村の危機に対応するため、ルンガというバクラウ出身のお尋ね者が隠れ家から村に呼び戻されます。
ルンガは村の広場で歓迎を受け、穴を掘ることを宣言します。
視聴者からしたら穴の説明を求めたいところですが、村人たちは無条件に穴掘りを始めます。
観客にはわからなくても、村の人は共有の秘密があるようです。私たちがそれら全てをうかがい知ることはできませんが、ひとつ明らかなのは、村の人は村を守るためなら手段を選ばないということです。
バクラウ 現代社会への皮肉
この映画自体が現代への風刺や皮肉に満ちています。細部で気になった点をご紹介すると「網膜スキャン」と「鎮痛剤」です。
映画冒頭に近隣市長が選挙活動に乗りつけます。水が供給されないのもこの市長が一枚かんでいるようで、彼が村人に嫌われているのは一目瞭然です。
その市長が網膜スキャンを手に、これでスキャンしたら選挙も直接行かなくて済む、ということをアピールします。これを村人は完全に無視します。
おそらくは網膜スキャンを口実に、村人を確実に管理する意図ではないかと思いますが、それに対して村人ははっきりと「NO」を示しているようでした。

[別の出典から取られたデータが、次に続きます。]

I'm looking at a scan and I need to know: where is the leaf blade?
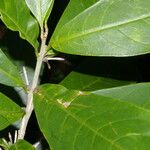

また市長は、寄付という名目で村に期限切れの食料や医薬品などを運んできます。
期限切れというのも大変失礼な話ですが。
その中に、鎮痛薬が含まれていたのですが、村の医師は村人にその鎮痛薬の依存性成分について説明した上で処分します。
その場で反対する村人は一人もいません。
ブラジルの事情はくわしくわかりませんが、処方薬依存は日本でも問題となっています。
この場面にも、依存性成分の含まれた薬が安易に手に入ってしまう現代社会の問題点が指摘されているようでした。